Auf alle Fälle. Es ist doch so, dass das Nichtshaben auch inspiriert. Unser Umfeld - alle Freunde, Bekannten und Nachbarn - war ja ebenfalls nicht reich. Auch deswegen gab es eine große Verbundenheit. Man war gezwungen, mehr miteinander umzugehen - das hat die Sache positiv gestaltet.

Später haben Sie dann in zwei Welten gelebt – mal im sozialistischen Jugoslawien, mal in Deutschland. Fühlten Sie damals Zerrissenheit?
Auf eine bestimmte Weise schon. Das eine war mehr eine materielle Welt: In Deutschland gab es nach dem Wirtschaftswunder schon alles. Der Horizont war weiter, man konnte sich frei äußern, konnte reisen Die Nachbarschaft in Bayern war eigentlich auch sehr angenehm, jedoch etwas weniger locker als Zuhause. Und es war halt sehr katholisch. In Kroatien war ja die Religion quasi nicht vorhanden. Der Sozialismus, die Ideologie stand im Vordergrund. Und das Kollektiv ist sicher etwas, was einen prägt. Das Gemeinsame war wichtig: dass man aufeinander achtet, dass man miteinander viel unternimmt, dass man auch für andere etwas tut. Wobei ja der christliche Glaube das auch in sich trägt. Das Hin- und Herwechseln hat meine Sinne geschärft.

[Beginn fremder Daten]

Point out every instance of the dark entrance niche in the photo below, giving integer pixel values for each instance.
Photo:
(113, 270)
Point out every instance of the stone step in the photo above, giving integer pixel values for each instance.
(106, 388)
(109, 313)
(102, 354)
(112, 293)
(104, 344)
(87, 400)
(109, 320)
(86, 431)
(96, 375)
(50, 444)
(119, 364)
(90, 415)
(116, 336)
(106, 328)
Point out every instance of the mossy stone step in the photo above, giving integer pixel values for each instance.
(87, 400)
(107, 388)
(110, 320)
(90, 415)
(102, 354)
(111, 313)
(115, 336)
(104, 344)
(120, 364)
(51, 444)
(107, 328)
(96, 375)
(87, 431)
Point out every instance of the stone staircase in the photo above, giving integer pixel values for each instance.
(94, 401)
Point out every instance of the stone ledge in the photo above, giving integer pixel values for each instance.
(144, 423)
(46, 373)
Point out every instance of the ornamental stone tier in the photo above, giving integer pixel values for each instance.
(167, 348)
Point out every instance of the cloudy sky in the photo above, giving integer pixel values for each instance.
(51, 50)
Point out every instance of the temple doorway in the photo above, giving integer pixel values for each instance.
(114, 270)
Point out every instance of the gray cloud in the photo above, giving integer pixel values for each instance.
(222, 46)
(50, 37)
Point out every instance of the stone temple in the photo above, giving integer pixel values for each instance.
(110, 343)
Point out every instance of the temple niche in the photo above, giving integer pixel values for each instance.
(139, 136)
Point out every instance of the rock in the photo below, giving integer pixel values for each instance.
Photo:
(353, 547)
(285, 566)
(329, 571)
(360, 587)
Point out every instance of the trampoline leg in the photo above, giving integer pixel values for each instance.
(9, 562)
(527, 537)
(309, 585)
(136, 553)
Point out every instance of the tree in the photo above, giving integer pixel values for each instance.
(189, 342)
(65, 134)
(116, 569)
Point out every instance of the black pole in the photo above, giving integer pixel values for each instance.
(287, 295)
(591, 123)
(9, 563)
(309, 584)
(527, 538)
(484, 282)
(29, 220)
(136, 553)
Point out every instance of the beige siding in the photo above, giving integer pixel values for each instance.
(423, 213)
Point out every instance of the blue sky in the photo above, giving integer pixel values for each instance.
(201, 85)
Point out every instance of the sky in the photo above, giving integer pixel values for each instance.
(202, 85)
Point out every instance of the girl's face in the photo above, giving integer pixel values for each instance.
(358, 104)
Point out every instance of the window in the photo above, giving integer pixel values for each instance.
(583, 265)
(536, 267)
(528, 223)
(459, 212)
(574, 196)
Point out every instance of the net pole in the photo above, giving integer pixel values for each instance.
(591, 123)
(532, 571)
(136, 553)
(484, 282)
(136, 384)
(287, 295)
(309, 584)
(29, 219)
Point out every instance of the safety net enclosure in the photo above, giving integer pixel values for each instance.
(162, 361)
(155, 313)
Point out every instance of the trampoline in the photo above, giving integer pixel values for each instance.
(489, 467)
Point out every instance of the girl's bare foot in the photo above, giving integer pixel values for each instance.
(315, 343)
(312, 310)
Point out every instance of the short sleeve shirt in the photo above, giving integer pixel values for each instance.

Im Buch schreiben Sie, dass Sie die wichtige emotionale Beziehung zu Ihren Eltern gegen materielle Sicherheit eingetauscht haben.
Ja, das kam mir dann schon so vor. Besonders in der Pubertät, wenn man auch darüber nachdenkt, wo es im Leben hingehen soll, was einem wichtig ist, da habe ich manchmal mit mir gehadert, weil mich als Kind das Materielle doch geblendet hat.

Sie haben viele alte Fotos für Ihr Buch ausgesucht. Das stelle ich mir schwer vor. Denn jedes Foto erzählt doch auch eine Geschichte...
Stimmt, da verliert man sich darüber. Das ist aber auch ein ganz schöner Vorgang. Jedes Bild löst eine gewisse Erinnerung aus, mit der man das Foto verbindet. Da bin ich schon oft hängen geblieben und ein paar Stündchen gesessen, bis ich mich für ein Bild entscheiden konnte. Man macht dabei ja eine Zeitreise für sich selbst. Anhand der Fotos und anderer Erinnerungsstücke habe ich mein Leben ein bisschen Revue passieren lassen.